民主主義を脅かす米国の病 「政治的部族」の対立とは慶応大学教授 渡辺靖

今秋の米大統領選では、誰がだけでなく、どのように選ばれるかも注目される=イラスト・よしおか じゅんいち
今秋の米大統領選では、誰がだけでなく、どのように選ばれるかも注目される=イラスト・よしおか じゅんいち

〈米国の分裂〉が危惧されて久しい。しかし、建国以来、米国はつねに分裂しており、一つにまとまらないことが彼(か)の国の活力の源泉でもある。私が米国留学していた四半世紀前から党派対立は凄(すさ)まじかったが、米国史を紐解(ひもと)けば、さほど稀有(けう)な現象でもない。
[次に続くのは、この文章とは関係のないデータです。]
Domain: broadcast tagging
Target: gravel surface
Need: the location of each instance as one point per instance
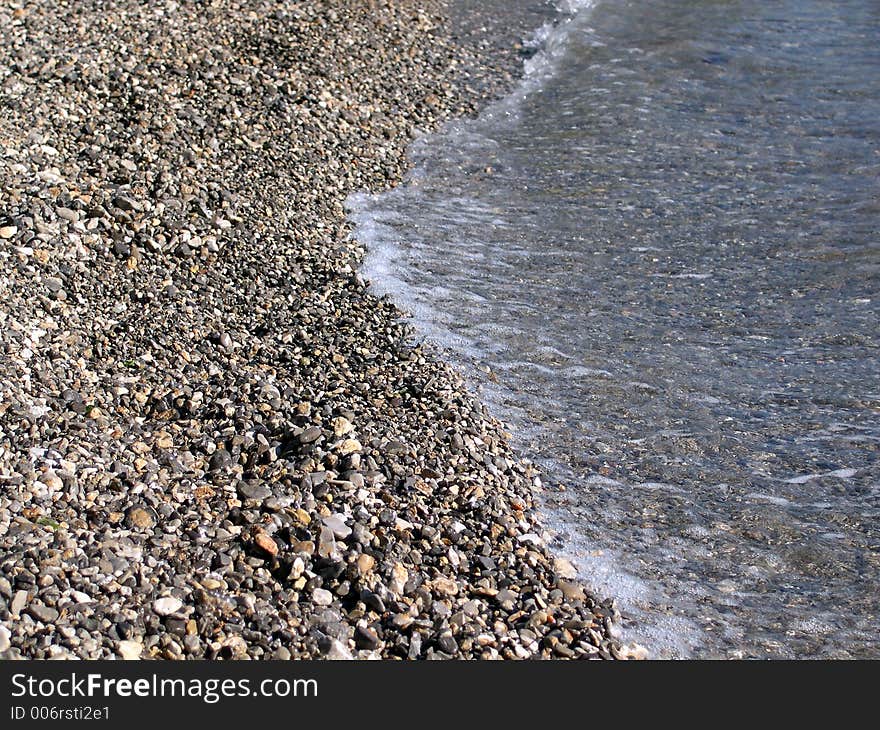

では、杞憂(きゆう)に過ぎないかというと、そうではない。近年の〈分裂〉は、従来とは異なり、トライバリズム(政治的部族主義)としての性格が強いように思える。ここでは人種や宗教、ジェンダー、教育、所得、地域などの差異に沿って、各自が自らの集団の中に閉じこもることを指す。

これだけなら目新しくはないが、問題は自らの部族を「被害者」「犠牲者」とみなし、他の「部族」を制圧しようとする点にある。ソーシャルメディアがこうした傾向を助長している。

強い指導者希求

政治的指導者は国民融和を目指すのではなく、特定の部族の利益のみを重んじ、抗(あらが)う部族を徹底的に敵視する。そのためには、既存の制度や規範を気にかけることもなく、そのことを「強い指導者」の証として誇示する。

米ニューヨーク・タイムズ紙の辛口書評家として名を馳(は)せたミチコ・カクタニの『真実の終わり』(岡崎玲子訳、集英社・2019年)は、「客観的事実」なるものが消え去り、異なる部族に異なる事実が存在するようになった時代思潮を、秀逸な文芸批評を織り交ぜながら読み解く。トランプ大統領の誕生をポストモダニズムの皮肉な帰結と捉える視点は新鮮だ。

そして、そのカクタニも引用するトム・ニコルズ(米海軍大学校教授)の『専門知は、もういらないのか』(高里ひろ訳、みすず書房・19年)。建国以来、権威や権力に懐疑的な米国では、専門家ではない、一般市民の知見を尊重するレイマンコントロール(素人管理)の伝統がある。陪審員制度などはその典型だ。しかし、国家安全保障問題を専門とする著者は、近年、米国では専門知が軽んじられ、正誤ではなく、好き嫌いによって政策を判断する風潮が強まっていると警鐘を鳴らす。もはや専門知も一部族にとっての事実に過ぎないのだろうか。

ニコルズは「わたしは低学歴の人々を愛している」というトランプ大統領の発言に注目。その求愛に応じるかのごとく、白人労働者層もまた、ロシア疑惑やウクライナ疑惑があろうとも、同大統領を固く支持し続ける。まるでトランプ部族のように。